Cd8 Expression up to the Double-Positive CD3^{Low/Intermediate} Stage of Thymic Differentiation Is Sufficient for Development of Peripheral Functional Cytotoxic T Lymphocytes

Control of CD8α transcription during development of α/β T cell receptor (TCR) T lymphocytes is mediated by at least two distinct stage-specific cis-acting transcriptional mechanisms (i.e., enhancers). On the CD8α^−/−knockout (KO) background, cis-mechanism I and cis-mechanism II together mediate appropriate stage- and sublineage-specific transgenic (Tg) CD8α expression and “rescue” development of peripheral CD8⁺ single-positive (SP) cytotoxic T lymphocytes (CTLs). In contrast, on the wild-type (WT)/CD8^+/+ or CD8α^−/−KO backgrounds, a CD8α Tg directed by cis-mechanism I alone is activated during the double negative [DN] to double positive [DP] transition and expressed up to the CD3^{low/intermediate} DP stage but not in more mature DP or SP thymocytes or peripheral T cells.
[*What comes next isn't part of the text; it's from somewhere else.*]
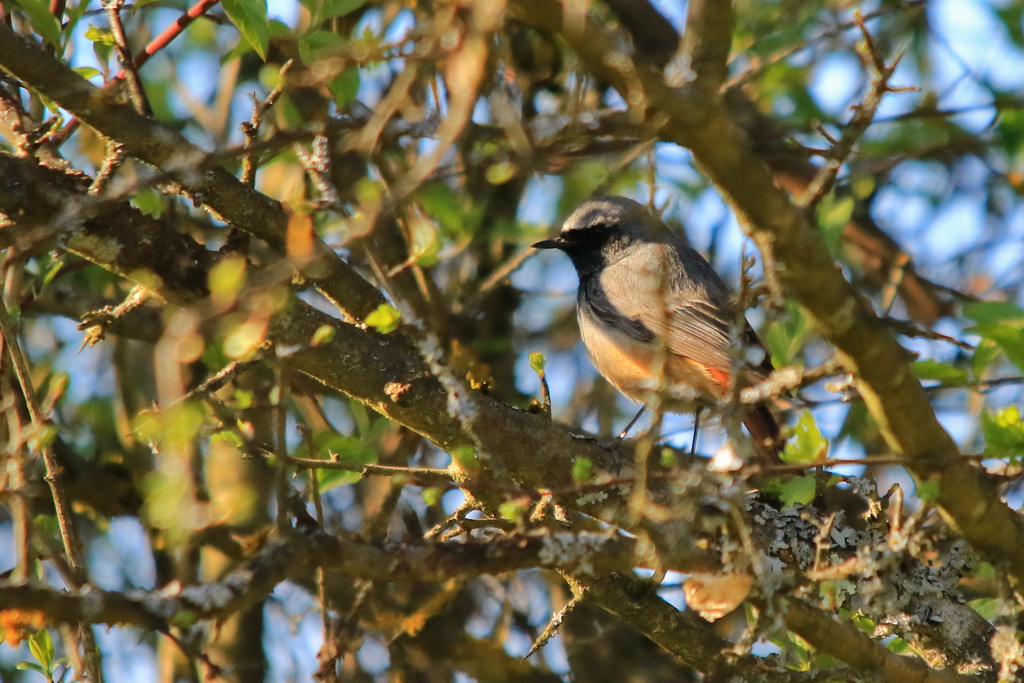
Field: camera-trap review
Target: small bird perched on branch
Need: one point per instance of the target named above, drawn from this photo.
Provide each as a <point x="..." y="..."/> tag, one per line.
<point x="654" y="316"/>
As loss of cis mechanism I activity occurs around the onset of positive selection, it is possible that events associated with TCR/major histocompatibility complex (MHC) interactions and selection are involved in initiating these changes in CD8α transcription. To examine this issue, phenotypic and functional studies were performed for thymocytes and T cells of CD8α^−/−KO mice that expressed a CD8α Tg under control of cis-mechanism I only. Despite loss of CD8α expression at the DP CD3^{low/intermediate} stage, increased populations of mature CD3^hiCD4⁻CD8⁻ thymocytes and CD3⁺CD4⁻CD8⁻ peripheral T cells were detected. By several criteria, including MHC class I–restricted antigen recognition, these cells have at least partially undergone positive and negative selection. Therefore, initiation of selection and sublineage commitment are determined before loss of cis-mechanism I–mediated control of CD8α transcription. Further, CD8 expression beyond the CD3^{low/intermediate} DP thymic stage is not essential for CTL development in vivo or function.